Incremental Updates - Setup Guide¶
Complete installation and configuration guide for the Incremental Update System.
Overview¶
The Incremental Update System automatically monitors data sources and keeps your vector, search, and graph indexes synchronized. This guide covers complete setup from scratch.
Prerequisites¶
- Flexible GraphRAG backend installed and running
- PostgreSQL 12+ (can reuse existing postgres-pgvector service)
- Docker (recommended) or local PostgreSQL installation
- Python 3.12+ with backend dependencies installed
Step 1: PostgreSQL Setup¶
Option A: Docker (Recommended)¶
The Flexible GraphRAG postgres-pgvector service works perfectly for incremental updates.

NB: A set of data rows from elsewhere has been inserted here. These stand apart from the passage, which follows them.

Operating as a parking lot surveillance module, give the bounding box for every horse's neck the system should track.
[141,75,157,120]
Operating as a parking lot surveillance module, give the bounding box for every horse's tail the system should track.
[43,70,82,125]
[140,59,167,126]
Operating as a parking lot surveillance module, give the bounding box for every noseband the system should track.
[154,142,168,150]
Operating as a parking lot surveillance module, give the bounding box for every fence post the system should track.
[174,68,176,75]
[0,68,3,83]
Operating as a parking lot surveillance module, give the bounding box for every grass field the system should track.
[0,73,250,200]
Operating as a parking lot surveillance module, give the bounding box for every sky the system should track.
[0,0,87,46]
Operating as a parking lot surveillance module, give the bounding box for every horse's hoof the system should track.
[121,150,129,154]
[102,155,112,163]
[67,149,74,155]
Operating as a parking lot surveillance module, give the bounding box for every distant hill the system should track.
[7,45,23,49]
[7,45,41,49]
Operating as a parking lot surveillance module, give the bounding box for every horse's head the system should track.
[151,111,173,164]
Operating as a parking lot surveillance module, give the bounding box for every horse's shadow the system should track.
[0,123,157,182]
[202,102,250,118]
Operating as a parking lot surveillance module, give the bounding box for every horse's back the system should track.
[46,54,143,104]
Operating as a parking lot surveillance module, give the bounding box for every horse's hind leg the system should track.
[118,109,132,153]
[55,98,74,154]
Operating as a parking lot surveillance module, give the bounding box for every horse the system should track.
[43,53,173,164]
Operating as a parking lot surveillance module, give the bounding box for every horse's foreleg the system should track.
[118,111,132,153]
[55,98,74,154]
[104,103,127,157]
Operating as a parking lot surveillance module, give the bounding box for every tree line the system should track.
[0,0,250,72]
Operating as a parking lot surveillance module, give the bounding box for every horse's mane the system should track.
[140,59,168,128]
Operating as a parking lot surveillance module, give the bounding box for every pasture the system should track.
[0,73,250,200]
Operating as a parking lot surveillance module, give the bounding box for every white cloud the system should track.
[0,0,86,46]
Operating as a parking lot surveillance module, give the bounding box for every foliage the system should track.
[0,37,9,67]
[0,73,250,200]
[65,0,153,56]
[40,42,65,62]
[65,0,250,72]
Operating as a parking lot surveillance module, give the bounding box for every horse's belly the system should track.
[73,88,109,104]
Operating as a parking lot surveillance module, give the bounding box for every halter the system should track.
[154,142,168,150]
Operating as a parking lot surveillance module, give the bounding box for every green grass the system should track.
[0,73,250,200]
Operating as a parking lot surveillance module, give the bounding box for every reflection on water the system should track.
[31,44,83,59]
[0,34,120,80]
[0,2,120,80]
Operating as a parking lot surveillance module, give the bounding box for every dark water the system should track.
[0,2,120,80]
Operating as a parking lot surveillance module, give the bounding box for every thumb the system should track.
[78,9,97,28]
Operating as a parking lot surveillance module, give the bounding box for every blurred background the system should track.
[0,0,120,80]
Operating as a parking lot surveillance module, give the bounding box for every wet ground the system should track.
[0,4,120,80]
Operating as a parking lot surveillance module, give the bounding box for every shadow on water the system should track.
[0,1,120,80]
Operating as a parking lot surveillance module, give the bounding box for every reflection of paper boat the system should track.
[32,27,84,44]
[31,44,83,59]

1. Verify Service Configuration
Check docker/docker-compose.yaml includes:
2. Start Services
3. Access pgAdmin
- URL: http://localhost:5050
- Email: admin@flexible-graphrag.com
- Password: admin
4. Create Database
In pgAdmin:
1. Right-click "Servers" → Create → Server
2. Name: "FlexibleGraphRAG"
3. Connection tab:
- Host: postgres-pgvector (or localhost from outside Docker)
- Port: 5433
- Username: postgres
- Password: password
4. Save
5. Right-click "Databases" → Create → Database
6. Database name: flexible_graphrag_incremental
7. Save
5. Run Schema
- Open database
flexible_graphrag_incremental - Tools → Query Tool
- Open file:
incremental_updates/schema.sql - Execute (F5)
Option B: Local PostgreSQL¶
1. Create Database
2. Run Schema
Step 2: Environment Configuration¶
Add to your .env file in the flexible-graphrag backend directory:
# === Incremental Updates Configuration ===
# Enable incremental updates
ENABLE_INCREMENTAL_UPDATES=true
# PostgreSQL connection for state management
POSTGRES_INCREMENTAL_URL=postgresql://postgres:password@localhost:5433/flexible_graphrag_incremental
# Alternative: Reuse main GraphRAG database (not recommended)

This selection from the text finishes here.